There are six different types of turnstiles available to you. Optical, waist length, tripod, full height, security revolving doors and portals. Opticals are the most visually appealing and the least obtrusive. You’ve seen them in the lobbies of office buildings, schools and some luxury living spaces. Optical turnstiles are ADA compliant and allow easy passage for wheelchair users. Tripod turnstiles are what most consumers are most familiar with. They’re annoying for the user, yet they are bidirectional and prevent tailgating. Full height turnstiles are most commonly found in prisons, jails, detention centers and underground New York subways - no pun intended. Security revolving doors and portals are most commonly found in airports.
When used in conjunction with a fool proof security system, turnstiles help to manage crowd flow, prevents tailgating and loitering. Properly installed turnstiles should only admit one person per use. They are easily integrated within existing security control systems. Turnstiles control entry and exiting on both sides and alleviates pressure from your security team and receptionist. Your receptionist and unarmed security guard can only do so much. A turnstile combined with CCTV and a guest sign in booklet will provide ample security for apartment buildings and most office lobbies. Turnstiles provide a visual deterrence. When someone is up to no good, they will think two and three times before attempting to trespass.
Features, Pros & Cons
Each turnstile has unique features and its own set of pros and cons. Optical turnstiles are the most aesthetically pleasing, offers bidirectional access and control plus accommodates users with wheelchairs. The drawback is that they are the most expensive, offer the least amount of security and can only be used indoors. Full height turnstiles offer maximum security, can be used indoors and outdoors plus are bidirectional. The downside is that they are not space efficient, they are obtrusive in appearance and require a separate door for wheelchair users. Tripods are economical, bidirectional, durable and are good for indoor and outdoor usage. Unfortunately, users can easily hop over these turnstiles and a side entrance is required for physically challenged individuals.

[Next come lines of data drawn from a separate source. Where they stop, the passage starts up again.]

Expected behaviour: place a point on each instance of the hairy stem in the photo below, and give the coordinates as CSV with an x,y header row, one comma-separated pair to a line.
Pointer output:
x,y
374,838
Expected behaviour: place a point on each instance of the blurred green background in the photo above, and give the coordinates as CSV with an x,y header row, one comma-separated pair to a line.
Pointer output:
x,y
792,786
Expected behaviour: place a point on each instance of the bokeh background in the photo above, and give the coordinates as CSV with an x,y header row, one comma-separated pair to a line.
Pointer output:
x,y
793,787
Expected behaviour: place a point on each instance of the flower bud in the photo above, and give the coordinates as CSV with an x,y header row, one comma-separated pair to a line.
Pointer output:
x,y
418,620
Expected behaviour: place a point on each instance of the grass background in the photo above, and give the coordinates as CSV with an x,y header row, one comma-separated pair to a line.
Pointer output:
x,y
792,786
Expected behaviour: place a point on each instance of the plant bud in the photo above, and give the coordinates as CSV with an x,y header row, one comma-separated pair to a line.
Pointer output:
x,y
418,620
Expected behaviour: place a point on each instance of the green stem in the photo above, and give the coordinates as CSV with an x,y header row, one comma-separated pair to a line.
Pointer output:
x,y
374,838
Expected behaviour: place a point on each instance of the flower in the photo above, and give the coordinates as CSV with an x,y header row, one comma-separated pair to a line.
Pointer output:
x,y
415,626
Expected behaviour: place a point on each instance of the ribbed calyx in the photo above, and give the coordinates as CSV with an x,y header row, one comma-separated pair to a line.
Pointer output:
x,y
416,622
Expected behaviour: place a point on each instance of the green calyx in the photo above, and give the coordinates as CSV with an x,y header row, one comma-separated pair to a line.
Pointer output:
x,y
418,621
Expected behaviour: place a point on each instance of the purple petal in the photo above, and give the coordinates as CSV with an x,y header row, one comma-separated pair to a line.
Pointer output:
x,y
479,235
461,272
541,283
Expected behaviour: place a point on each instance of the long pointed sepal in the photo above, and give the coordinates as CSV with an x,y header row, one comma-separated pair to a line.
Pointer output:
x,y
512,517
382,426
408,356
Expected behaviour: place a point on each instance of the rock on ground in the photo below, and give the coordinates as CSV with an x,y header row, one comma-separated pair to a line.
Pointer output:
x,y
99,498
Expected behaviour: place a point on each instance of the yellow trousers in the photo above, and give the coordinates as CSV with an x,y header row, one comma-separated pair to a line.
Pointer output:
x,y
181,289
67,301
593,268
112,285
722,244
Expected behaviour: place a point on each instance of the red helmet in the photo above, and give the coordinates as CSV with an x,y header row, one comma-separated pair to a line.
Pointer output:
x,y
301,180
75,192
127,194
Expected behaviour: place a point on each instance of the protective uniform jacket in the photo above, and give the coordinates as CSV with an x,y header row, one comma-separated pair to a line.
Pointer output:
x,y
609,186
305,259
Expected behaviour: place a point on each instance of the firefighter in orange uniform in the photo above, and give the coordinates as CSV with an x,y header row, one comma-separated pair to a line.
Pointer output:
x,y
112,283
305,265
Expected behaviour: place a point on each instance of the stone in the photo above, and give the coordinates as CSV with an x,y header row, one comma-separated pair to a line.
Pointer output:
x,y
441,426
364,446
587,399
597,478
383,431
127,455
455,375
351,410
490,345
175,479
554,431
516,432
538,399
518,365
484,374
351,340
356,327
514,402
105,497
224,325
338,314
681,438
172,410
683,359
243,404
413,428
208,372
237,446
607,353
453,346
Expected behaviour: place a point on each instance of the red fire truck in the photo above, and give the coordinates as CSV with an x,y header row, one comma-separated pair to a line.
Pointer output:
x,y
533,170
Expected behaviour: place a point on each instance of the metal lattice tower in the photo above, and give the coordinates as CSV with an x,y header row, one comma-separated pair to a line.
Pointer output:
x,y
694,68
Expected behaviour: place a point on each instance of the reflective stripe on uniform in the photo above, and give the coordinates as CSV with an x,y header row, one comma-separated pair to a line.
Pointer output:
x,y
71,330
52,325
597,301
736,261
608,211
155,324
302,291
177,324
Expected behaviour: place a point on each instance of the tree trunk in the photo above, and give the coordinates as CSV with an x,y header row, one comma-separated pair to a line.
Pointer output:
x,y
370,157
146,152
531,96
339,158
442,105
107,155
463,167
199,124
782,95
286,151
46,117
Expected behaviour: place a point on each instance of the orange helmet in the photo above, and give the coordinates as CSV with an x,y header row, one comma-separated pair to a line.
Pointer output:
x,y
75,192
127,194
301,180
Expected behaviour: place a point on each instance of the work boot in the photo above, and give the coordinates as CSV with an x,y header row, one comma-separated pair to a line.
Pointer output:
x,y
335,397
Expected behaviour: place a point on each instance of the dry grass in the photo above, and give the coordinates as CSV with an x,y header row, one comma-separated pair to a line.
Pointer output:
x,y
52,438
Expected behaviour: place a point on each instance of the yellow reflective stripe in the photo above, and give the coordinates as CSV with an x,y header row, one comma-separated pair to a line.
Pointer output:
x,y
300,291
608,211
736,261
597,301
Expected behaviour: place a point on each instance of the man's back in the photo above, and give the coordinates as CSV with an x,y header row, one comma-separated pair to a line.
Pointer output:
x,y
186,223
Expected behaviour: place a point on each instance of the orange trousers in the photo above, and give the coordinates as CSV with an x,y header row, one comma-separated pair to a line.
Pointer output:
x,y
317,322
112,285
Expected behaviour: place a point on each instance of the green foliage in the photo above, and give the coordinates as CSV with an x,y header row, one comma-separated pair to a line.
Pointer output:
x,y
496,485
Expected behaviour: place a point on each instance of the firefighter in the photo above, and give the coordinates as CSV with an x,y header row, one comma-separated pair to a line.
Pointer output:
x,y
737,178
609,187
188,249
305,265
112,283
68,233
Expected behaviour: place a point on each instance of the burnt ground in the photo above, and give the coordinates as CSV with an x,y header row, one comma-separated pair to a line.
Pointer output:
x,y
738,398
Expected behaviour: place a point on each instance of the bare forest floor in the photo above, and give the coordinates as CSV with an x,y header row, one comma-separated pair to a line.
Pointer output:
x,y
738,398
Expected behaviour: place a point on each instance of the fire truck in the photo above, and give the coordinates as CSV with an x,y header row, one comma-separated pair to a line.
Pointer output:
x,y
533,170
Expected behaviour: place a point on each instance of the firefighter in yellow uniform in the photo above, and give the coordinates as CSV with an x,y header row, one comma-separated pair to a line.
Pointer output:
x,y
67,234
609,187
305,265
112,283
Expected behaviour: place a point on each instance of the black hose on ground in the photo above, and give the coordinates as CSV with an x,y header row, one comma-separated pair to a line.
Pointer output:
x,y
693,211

The American Disabilities Act of 1990 stipulates that most businesses and facilities who offer services to the public must provide reasonable access and accommodation to people with physical disabilities. Turnstiles must be installed with a minimum of thirty two inches to allow access for individuals with wheelchairs, service dogs, crutches, walkers and canes. Southern Utah Automatic Gate and Garage Door Experts offers a variety of waist length turnstiles to accommodate all of the above. Making this minor adjustment sends the right message to the public about your priorities and ability to be compassionate toward all consumers. If thirty two inches seems like an inefficient use of space, consider the loss of revenue you could experience if physically challenged individuals took their business elsewhere.